Папа куда-то уезжал. Приехавши, он пришел меня навестить. ‹…› Как обыкновенно, когда я бывала больна, он начал с того, что спросил меня: – Скоро ты перестанешь притворяться больной? Потом вдруг вздрогнул, поднеся руку к шее, как будто его что-то укусило. – Посмотри-ка, Чурка, – сказал он, – что это меня там на шее кусает. Я запустила руку ему под воротник и вытащила оттуда крошечную фарфоровую куколку. Не успела я подивиться тому, как она туда попала, как вдруг папа притворился, что его что-то укусило под обшлагом его блузы. Я посмотрела туда – там оказалась куколка чуть побольше той, которая была спрятана за воротом. Потом третья кукла, побольше, нашлась в башмаке, четвертая – в другом, и так я в разных местах отыскала семь куколок, из которых последняя, седьмая, была самая большая. Потом к ним отыскалась и ванночка. Эти куколки были единственной игрушкой, которую мне когда-либо подарил папа. Я их очень любила, и они долго жили у меня» [Т. Л. Сухотина-Толстая. Детство Тани Толстой в Ясной поляне (1910–1950)].

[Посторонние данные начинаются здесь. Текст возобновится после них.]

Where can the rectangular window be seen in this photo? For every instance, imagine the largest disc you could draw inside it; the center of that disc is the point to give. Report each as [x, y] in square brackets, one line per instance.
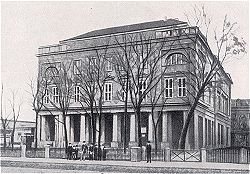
[55, 95]
[46, 96]
[169, 88]
[77, 66]
[109, 64]
[108, 92]
[77, 93]
[182, 87]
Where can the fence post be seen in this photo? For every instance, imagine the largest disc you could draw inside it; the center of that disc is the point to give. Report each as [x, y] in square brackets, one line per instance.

• «Кукла пришла как раз вовремя: к 24-му февраля – т. е. ко дню рождения Мурочки! Мурочка ждала ее как манны небесной. Кукла превзошла все ее ожидания. Особенно восхитило ее то, что кукла движет глазами вправо и влево. Она назвала куклу Раичкой и сшила для нее простенькое платье – на каждый день» [К. И. Чуковский. «Ах, у каждого человека должна быть своя Ломоносова…» (1925–1926)].

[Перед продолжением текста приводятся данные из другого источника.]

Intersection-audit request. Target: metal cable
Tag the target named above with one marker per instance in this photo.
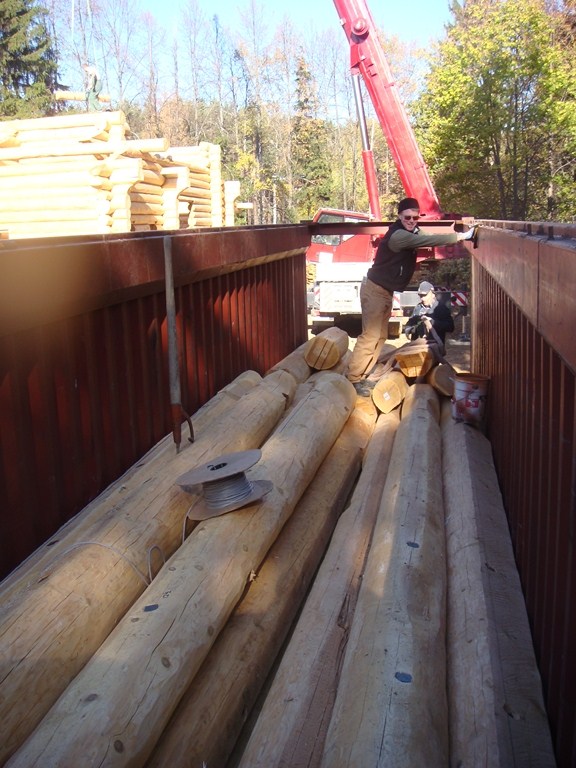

• «В благодарность за десятилетнюю безупречную службу ей в торжественной обстановке вручили почетную грамоту и огромную, размером с годовалую хулиганшу, куклу в ярком нейлоновом платье и с алым бантом в золотых волосах. Анна Ионовна смущенно приняла грамоту и неловко взяла куклу, которая вдруг закрыла стеклянные глаза и внятно выговорила по слогам: „Ма-ма“» [Юрий Буйда. У кошки девять смертей (2000) // «Новый мир», 2005]. По-видимому, в данном случае подразумевается одно из значений куклы – „женщина“ (см. параграф «К дилемме божественного в человеке и человеческого в божестве») и даже „идеальная женщина“, которым мотивирована большая группа употреблений слова «кукла» – «кукла как нечто красивое и идеальное».

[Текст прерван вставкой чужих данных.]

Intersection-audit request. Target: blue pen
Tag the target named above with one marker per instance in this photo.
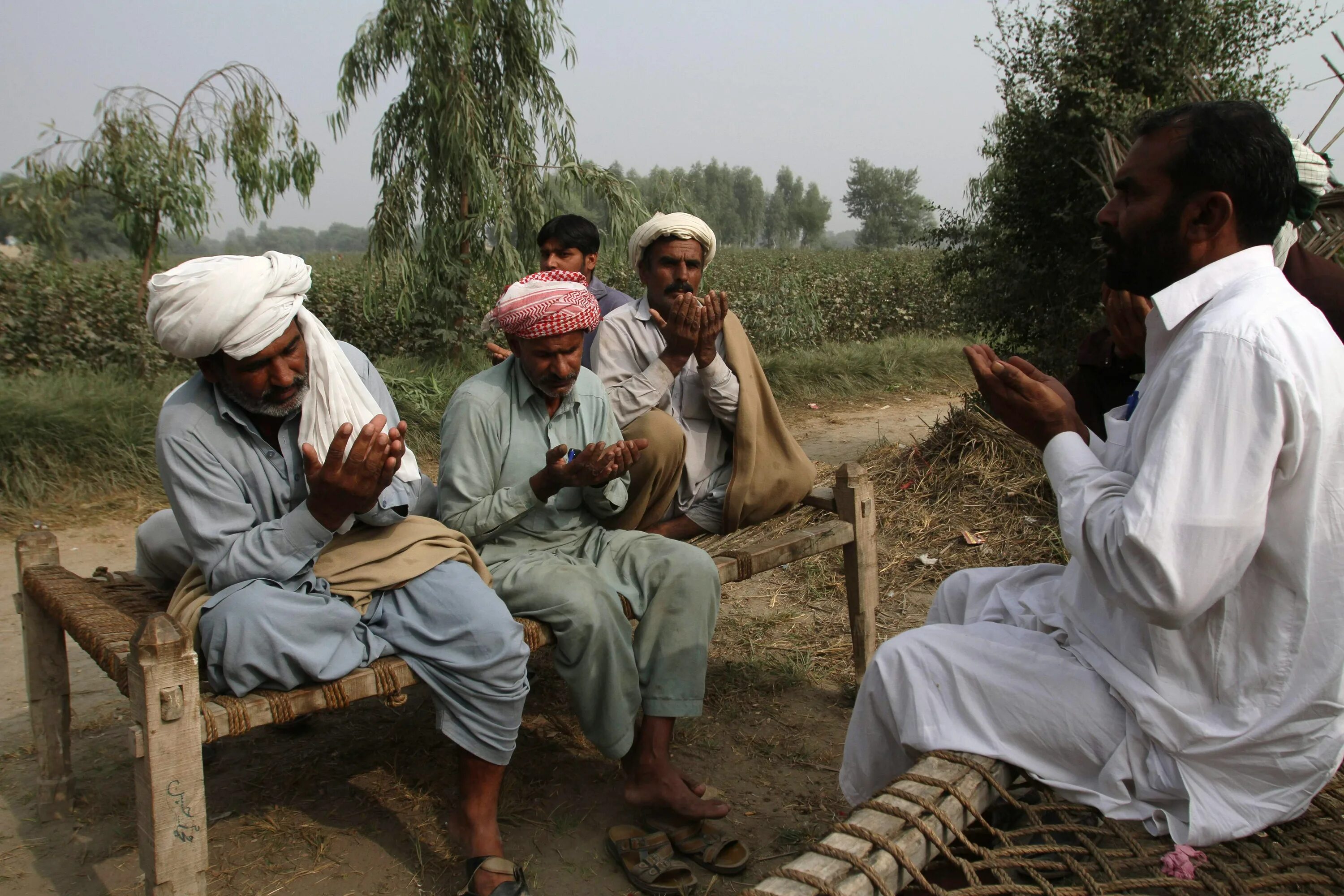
(1131, 405)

• «В передней к его услугам выступила горничная с китайским разрезом глаз и с фигурою фарфоровой куклы: она ему тихо кивнула и подала пальто» [Н. С. Лесков. Зимний день (1894)].

• «Добродетели предстали перед нею, как большие, красивые куклы в белых платьях, сияющие, благоуханные» [Ф. К. Сологуб. Мелкий бес (1902)].

• «А ведь бывают – одно загляденье: штаны узкие наденет, кофту какую-нибудь тесную, косынкой от мошки закутается, вся кругленькая – кукла и кукла» [Василий Шукшин. Охота жить (1966–1967)].

• «Да, он, Котька Малышев, был влюблен в Ирину Семеновну, молоденькую, хорошенькую, как дорогая заграничная кукла, которая строила глазки всем учителям-мужчинам моложе сорока лет и была уверена в том, что Пушкин „перешел на прозу потому, что выдохся в поэзии“» [Юрий Вяземский. Шут (1982)].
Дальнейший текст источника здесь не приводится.